Nigerian Bond Fund (NBF) is a mutual fund that invests in many bonds.
Feature
FGN Savings Bond (FGNSB)
Nigerian Bond Fund (NBF)
What it is
A bond issued directly by the Federal Government of Nigeria
A mutual fund managed by professionals that invests in various bonds
Issuer
Federal Government of Nigeria
Fund manager/asset management company
Risk
Very low (government-backed)
Low to moderate (depends on bonds held and interest-rate movements)
Returns
Fixed at the rate stated when you buy
Not fixed; varies with fund performance
Tenor
Usually 2 or 3 years
No fixed maturity date for the investor
Interest Payment
Quarterly coupon payments
Income is reflected in the fund’s unit price and distributions
Management
No active management needed
Professionally managed
Diversification
One government bond issue
Multiple government and corporate bonds
Liquidity
Can be sold on the secondary market before maturity
Usually easier to redeem through the fund manager
Capital Value
Principal is returned at maturity if held to maturity
Fund value can rise or fall daily
FGNSB
The FGN Savings Bond is a retail bond created for individual investors. It is backed by the Federal Government, pays a fixed interest rate every quarter, and returns your principal at maturity. Minimum investment is typically ₦5,000.
Best for:
Investors who want predictable income.
People who intend to hold until maturity.
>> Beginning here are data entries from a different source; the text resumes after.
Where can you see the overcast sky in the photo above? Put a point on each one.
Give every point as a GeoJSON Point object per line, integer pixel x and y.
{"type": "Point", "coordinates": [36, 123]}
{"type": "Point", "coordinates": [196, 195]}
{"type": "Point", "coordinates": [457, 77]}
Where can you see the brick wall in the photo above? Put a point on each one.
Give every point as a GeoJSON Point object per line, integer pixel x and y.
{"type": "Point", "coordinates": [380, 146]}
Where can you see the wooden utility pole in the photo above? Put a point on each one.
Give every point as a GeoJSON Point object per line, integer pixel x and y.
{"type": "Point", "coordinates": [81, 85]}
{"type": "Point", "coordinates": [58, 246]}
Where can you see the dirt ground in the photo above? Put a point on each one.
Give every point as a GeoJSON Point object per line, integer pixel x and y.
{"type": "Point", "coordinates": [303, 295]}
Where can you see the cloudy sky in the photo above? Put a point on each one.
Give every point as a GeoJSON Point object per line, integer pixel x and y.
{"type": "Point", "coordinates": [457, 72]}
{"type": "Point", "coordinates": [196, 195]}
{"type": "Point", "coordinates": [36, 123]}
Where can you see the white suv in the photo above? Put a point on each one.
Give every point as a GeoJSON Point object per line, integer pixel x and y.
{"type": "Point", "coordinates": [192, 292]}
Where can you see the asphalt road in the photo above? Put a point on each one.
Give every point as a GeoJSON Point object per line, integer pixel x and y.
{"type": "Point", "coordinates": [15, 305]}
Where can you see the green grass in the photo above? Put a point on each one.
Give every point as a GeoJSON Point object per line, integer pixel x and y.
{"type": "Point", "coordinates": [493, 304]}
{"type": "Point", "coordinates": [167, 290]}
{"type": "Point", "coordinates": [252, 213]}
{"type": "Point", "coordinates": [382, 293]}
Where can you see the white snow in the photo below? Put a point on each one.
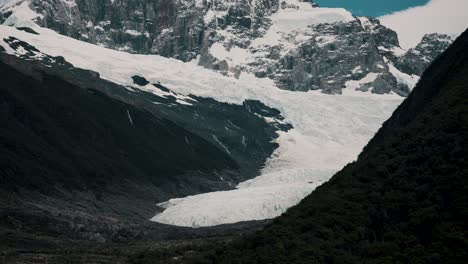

Conservative investors who value certainty.
Nigerian Bond Fund (NBF)
A bond fund pools money from many investors and buys a portfolio of bonds, including FGN Bonds, corporate bonds, and other fixed-income securities. The fund manager actively buys and sells bonds to maximize returns. Your return is not fixed because the fund’s value changes with market conditions and interest rates.
Best for:
Investors seeking potentially higher returns than FGNSB.
People who want professional management.
Investors who prefer diversification instead of holding a single bond.
Example
Suppose you invest ₦100,000:
FGNSB
Coupon rate fixed at purchase.
Quarterly interest paid.
If held to maturity, you know exactly when your ₦100,000 comes back.
Bond Fund
No guaranteed return.
Value may rise or fall depending on interest rates and bond prices.
You can redeem units at the prevailing fund price.
Which should you choose?
Choose FGNSB if your priority is capital preservation and predictable income.
Choose Nigerian Bond Fund if your priority is professional management, diversification, and potentially higher long-term returns.
Many investors actually combine both: FGNSB for stability and a Bond Fund for additional growth potential.